Manche behaupten, Politik sei eine Droge. Demnach müssten Sie doch schwerstabhängig sein.

Also, ich muss sagen: Ich kenne bessere Drogen. Manche Politikaussteiger meinen ja, ohne sie gehe nichts und sie müssten noch im Hintergrund Strippen ziehen. Dieses "noch diese Stiftungsstelle, noch jener Entbürokratisierungsjob" ist nicht mein Ding.

Haben Sie denn schon den Ruhestand eingeläutet?

Nein, ich arbeite nach wie vor. Ich kümmere mich für die Münchner Kanzlei Mayer und Kambli ...

... deren Chef ein früherer CSU-Politiker ist ...

... um die Finanzierungsmöglichkeiten für Mittelständler. Außerdem bin ich Aufsichtsratsvorsitzender der Spreadshirt AG Leipzig, einer Internet-Company. Als Freelancer bin ich unter anderem für ein Entsorgungsunternehmen tätig. Und ich bin im Bereich der erneuerbaren Energien aktiv, im Beirat der EnBW...

... einem Kernkraftwerksbetreiber in Deutschland, der nicht gerade für regenerative Energien steht.

Ja, aber ich stehe dazu. Ich habe mir die Aufgabe gestellt und die Möglichkeit bekommen, dort das Thema voranzutreiben.

Sie scheinen keine Scheu im Umgang mit einstigen politischen Gegnern zu haben.

Berührungsängste hatte ich noch nie. Es sei denn, es ist irgendetwas Nationalistisches oder brutal Kapitalistisches. Wer Mauern hochzieht, ist bloß unsicher.

Ehemalige Parteikollegen haben Ihnen wegen der Tätigkeit für EnBW Verrat an grünen Idealen vorgeworfen.

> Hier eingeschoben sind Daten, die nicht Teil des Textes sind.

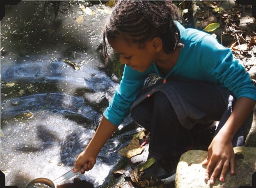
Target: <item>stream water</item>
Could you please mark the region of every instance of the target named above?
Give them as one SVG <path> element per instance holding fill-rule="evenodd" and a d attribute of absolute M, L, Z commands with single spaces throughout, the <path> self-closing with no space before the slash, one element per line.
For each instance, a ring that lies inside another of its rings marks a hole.
<path fill-rule="evenodd" d="M 87 15 L 79 8 L 85 1 L 65 1 L 56 13 L 53 2 L 22 1 L 7 6 L 1 21 L 0 169 L 6 186 L 23 188 L 70 170 L 118 84 L 99 55 L 107 14 L 96 5 Z M 100 186 L 120 159 L 116 152 L 138 128 L 127 118 L 94 168 L 58 187 Z"/>

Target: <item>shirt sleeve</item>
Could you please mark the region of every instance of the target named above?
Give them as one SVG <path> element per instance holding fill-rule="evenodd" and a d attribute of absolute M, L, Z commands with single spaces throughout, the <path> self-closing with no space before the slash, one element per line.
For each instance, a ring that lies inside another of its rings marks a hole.
<path fill-rule="evenodd" d="M 141 91 L 147 75 L 146 72 L 139 72 L 125 66 L 120 84 L 103 114 L 115 125 L 119 126 L 129 114 L 130 108 Z"/>
<path fill-rule="evenodd" d="M 201 67 L 218 83 L 232 92 L 237 98 L 246 97 L 256 101 L 256 87 L 231 50 L 208 35 L 202 39 L 200 45 L 197 49 Z"/>

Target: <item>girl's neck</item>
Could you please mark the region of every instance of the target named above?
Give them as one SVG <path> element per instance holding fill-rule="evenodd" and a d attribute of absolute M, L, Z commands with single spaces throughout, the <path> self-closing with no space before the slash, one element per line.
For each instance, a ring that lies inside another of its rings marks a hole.
<path fill-rule="evenodd" d="M 166 75 L 171 71 L 178 61 L 180 50 L 180 48 L 177 48 L 169 54 L 165 53 L 163 50 L 159 52 L 155 63 L 162 74 Z"/>

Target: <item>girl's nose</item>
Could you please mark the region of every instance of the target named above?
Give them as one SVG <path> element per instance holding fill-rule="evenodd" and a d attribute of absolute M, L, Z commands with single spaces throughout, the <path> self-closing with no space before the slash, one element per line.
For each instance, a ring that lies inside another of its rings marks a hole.
<path fill-rule="evenodd" d="M 121 64 L 125 64 L 127 63 L 126 61 L 127 60 L 126 60 L 123 57 L 120 56 L 120 58 L 119 58 L 119 62 Z"/>

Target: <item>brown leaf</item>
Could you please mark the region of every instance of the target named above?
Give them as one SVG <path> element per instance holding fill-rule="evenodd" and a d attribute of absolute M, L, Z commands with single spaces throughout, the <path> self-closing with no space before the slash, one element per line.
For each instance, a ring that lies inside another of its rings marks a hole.
<path fill-rule="evenodd" d="M 125 171 L 123 169 L 118 170 L 113 172 L 114 174 L 123 174 L 125 173 Z"/>
<path fill-rule="evenodd" d="M 141 154 L 144 150 L 144 148 L 140 147 L 139 141 L 135 138 L 132 140 L 128 145 L 120 150 L 118 153 L 121 156 L 130 158 Z"/>
<path fill-rule="evenodd" d="M 75 18 L 75 21 L 78 24 L 80 24 L 84 20 L 83 15 L 81 15 Z"/>
<path fill-rule="evenodd" d="M 251 38 L 250 42 L 248 45 L 248 47 L 250 48 L 254 45 L 256 45 L 256 36 Z"/>

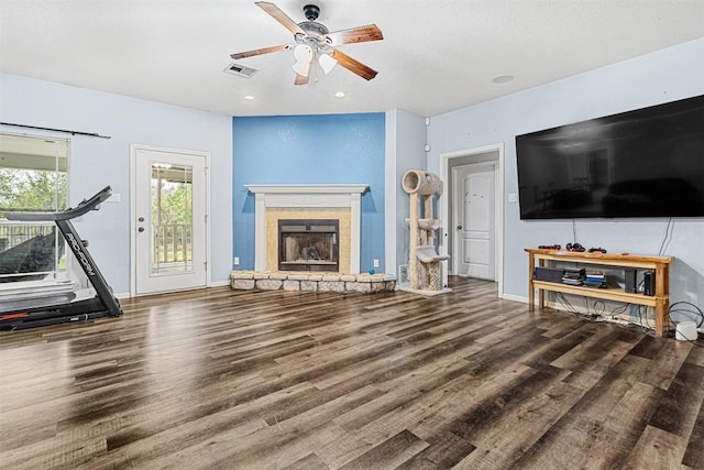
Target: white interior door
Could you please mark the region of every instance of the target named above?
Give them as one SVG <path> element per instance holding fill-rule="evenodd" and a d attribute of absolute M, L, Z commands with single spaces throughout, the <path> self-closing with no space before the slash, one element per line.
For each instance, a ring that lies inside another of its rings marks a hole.
<path fill-rule="evenodd" d="M 494 164 L 453 168 L 455 188 L 454 272 L 495 280 L 495 181 Z"/>
<path fill-rule="evenodd" d="M 133 149 L 133 291 L 205 287 L 207 155 Z"/>

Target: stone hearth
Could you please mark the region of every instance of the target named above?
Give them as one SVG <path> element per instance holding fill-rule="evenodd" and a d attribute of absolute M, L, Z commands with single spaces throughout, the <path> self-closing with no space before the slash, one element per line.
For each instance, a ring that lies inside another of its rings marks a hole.
<path fill-rule="evenodd" d="M 359 292 L 373 294 L 395 291 L 396 278 L 387 274 L 233 271 L 230 274 L 230 286 L 235 291 Z"/>

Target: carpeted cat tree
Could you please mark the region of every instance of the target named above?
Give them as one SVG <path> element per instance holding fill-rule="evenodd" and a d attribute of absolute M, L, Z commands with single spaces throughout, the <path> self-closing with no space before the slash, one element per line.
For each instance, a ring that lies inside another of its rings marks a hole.
<path fill-rule="evenodd" d="M 402 186 L 410 198 L 409 218 L 410 247 L 408 253 L 408 280 L 410 288 L 405 291 L 422 295 L 437 295 L 450 292 L 442 287 L 440 262 L 450 259 L 438 254 L 435 247 L 435 232 L 442 226 L 433 218 L 433 197 L 442 194 L 442 179 L 435 173 L 409 170 L 402 178 Z M 422 207 L 422 218 L 419 216 Z"/>

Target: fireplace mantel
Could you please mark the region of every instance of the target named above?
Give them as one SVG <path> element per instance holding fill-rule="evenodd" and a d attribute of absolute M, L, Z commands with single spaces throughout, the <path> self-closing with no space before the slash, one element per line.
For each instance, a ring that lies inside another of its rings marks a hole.
<path fill-rule="evenodd" d="M 266 210 L 268 208 L 349 208 L 350 273 L 360 272 L 362 195 L 366 184 L 244 185 L 254 194 L 254 270 L 266 267 Z"/>

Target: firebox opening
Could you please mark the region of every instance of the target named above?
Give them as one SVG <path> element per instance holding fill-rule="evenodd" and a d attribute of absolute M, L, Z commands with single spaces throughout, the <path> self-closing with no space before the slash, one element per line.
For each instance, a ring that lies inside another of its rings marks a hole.
<path fill-rule="evenodd" d="M 279 220 L 279 271 L 339 272 L 339 220 Z"/>

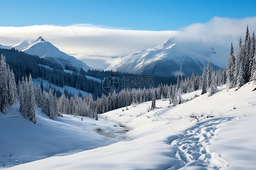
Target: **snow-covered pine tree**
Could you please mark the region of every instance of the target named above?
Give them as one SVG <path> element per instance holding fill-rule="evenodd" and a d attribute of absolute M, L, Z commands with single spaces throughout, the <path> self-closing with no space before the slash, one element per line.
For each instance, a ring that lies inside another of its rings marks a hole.
<path fill-rule="evenodd" d="M 251 37 L 251 51 L 250 52 L 250 63 L 249 65 L 249 69 L 250 72 L 250 79 L 249 81 L 253 80 L 254 75 L 255 74 L 255 70 L 256 70 L 256 62 L 255 60 L 255 55 L 256 48 L 256 40 L 255 40 L 255 35 L 254 31 L 252 33 L 252 37 Z"/>
<path fill-rule="evenodd" d="M 228 59 L 227 67 L 227 78 L 228 78 L 228 88 L 234 88 L 236 85 L 236 62 L 235 56 L 234 55 L 234 49 L 233 48 L 233 43 L 231 42 L 231 47 L 230 50 L 230 55 Z"/>
<path fill-rule="evenodd" d="M 31 74 L 29 75 L 28 80 L 28 94 L 27 99 L 28 107 L 29 110 L 28 116 L 30 118 L 31 121 L 36 124 L 36 100 L 35 99 L 35 94 L 34 93 L 34 89 L 33 88 L 33 81 Z"/>
<path fill-rule="evenodd" d="M 211 69 L 210 68 L 210 64 L 208 60 L 208 63 L 207 64 L 207 91 L 209 90 L 209 88 L 210 88 L 211 85 L 211 77 L 212 77 L 212 73 L 211 73 Z"/>
<path fill-rule="evenodd" d="M 215 94 L 219 91 L 219 89 L 218 89 L 216 85 L 216 76 L 214 74 L 212 74 L 211 80 L 211 84 L 208 90 L 208 96 L 210 96 L 214 94 Z"/>
<path fill-rule="evenodd" d="M 191 91 L 195 91 L 195 90 L 196 82 L 195 82 L 195 75 L 194 75 L 194 71 L 192 72 L 192 75 L 191 75 L 191 78 L 190 79 L 190 85 L 191 85 Z"/>
<path fill-rule="evenodd" d="M 53 99 L 54 99 L 53 103 L 54 104 L 54 109 L 55 110 L 56 115 L 59 117 L 62 117 L 62 114 L 59 111 L 58 97 L 57 97 L 57 94 L 56 93 L 55 93 L 54 96 L 53 96 Z"/>
<path fill-rule="evenodd" d="M 251 52 L 251 37 L 249 32 L 249 27 L 248 25 L 246 28 L 246 38 L 245 39 L 244 42 L 244 51 L 243 55 L 242 58 L 242 60 L 243 61 L 243 68 L 244 72 L 244 79 L 245 83 L 246 83 L 249 81 L 251 75 L 249 71 L 249 65 L 250 61 L 250 52 Z"/>
<path fill-rule="evenodd" d="M 75 100 L 73 96 L 71 96 L 69 100 L 69 115 L 75 115 Z"/>
<path fill-rule="evenodd" d="M 15 75 L 12 71 L 10 72 L 10 75 L 9 78 L 8 86 L 9 88 L 9 104 L 12 105 L 16 103 L 16 99 L 17 98 L 17 86 L 16 86 L 16 82 L 15 81 Z"/>
<path fill-rule="evenodd" d="M 57 110 L 54 104 L 54 97 L 51 93 L 51 90 L 50 89 L 47 100 L 48 115 L 52 119 L 57 118 Z"/>
<path fill-rule="evenodd" d="M 177 105 L 180 105 L 183 102 L 182 97 L 181 97 L 181 92 L 180 88 L 179 88 L 177 91 Z"/>
<path fill-rule="evenodd" d="M 156 104 L 156 101 L 155 101 L 155 93 L 154 92 L 153 93 L 153 96 L 152 96 L 152 102 L 151 103 L 151 110 L 154 110 L 155 108 L 155 104 Z"/>
<path fill-rule="evenodd" d="M 236 82 L 236 85 L 237 87 L 239 88 L 241 87 L 243 85 L 246 84 L 246 80 L 244 78 L 244 70 L 243 67 L 243 60 L 241 60 L 240 62 L 240 67 L 239 69 L 239 72 L 238 75 L 237 75 L 237 81 Z"/>
<path fill-rule="evenodd" d="M 205 67 L 204 69 L 201 77 L 202 81 L 202 92 L 201 95 L 203 95 L 207 92 L 207 70 Z"/>
<path fill-rule="evenodd" d="M 0 57 L 0 109 L 4 114 L 7 114 L 9 104 L 8 75 L 5 57 L 1 54 Z"/>
<path fill-rule="evenodd" d="M 240 37 L 239 39 L 239 45 L 237 48 L 237 51 L 235 55 L 236 59 L 236 72 L 235 75 L 238 75 L 239 73 L 239 70 L 240 70 L 240 66 L 241 65 L 241 60 L 243 57 L 244 54 L 244 46 L 243 45 L 243 43 L 242 42 L 242 38 Z"/>
<path fill-rule="evenodd" d="M 42 93 L 42 112 L 48 115 L 47 107 L 48 95 L 44 89 Z"/>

Das sind diese politisch ausgelatschten Argumentationspfade, wo man einem vorhält, was er eigentlich tun müsste. So was nehme ich nicht sehr ernst. Ich war immer jemand, der auch außerhalb der Partei seinen Kopf hatte. Bei dieser inneren Unabhängigkeit half mir, dass ich als Rechtsanwalt schon früher einen spannenden Job hatte, den ich nach der Politik wieder aufnehmen konnte.

Es wurde früher viel vom grünen süddeutschen Männerbund Schlauch, Kuhn und Fischer geredet. Was ist davon geblieben?

Wissen Sie, in den Medien werden Klischees transportiert, die in der Realität oft nicht stimmen. Ich bin in keinem Männerbund. Ich habe noch ein paar Kontakte, und das war’s dann auch.

Sie werden am 4. Oktober 60 Jahre alt. Werden Sie feiern?

Ich bin bekannt dafür, dass ich gerne Feste feiere, wenn sie kommen. Ich werde in meinem Haus-Club Zapata in Stuttgart feiern, einem Latino-Club, dem ich früher mal als Anwalt geholfen habe.

Ist der Mann, der früher mit dem Slogan "Zwei Zentner für Stuttgart" für sich warb, etwa zum Sambatänzer geworden?

Nein, um Gottes willen! Aber ich mag gute Musik und nette Leute, die auch gern feiern. Es sind übrigens inzwischen weniger als zwei Zentner.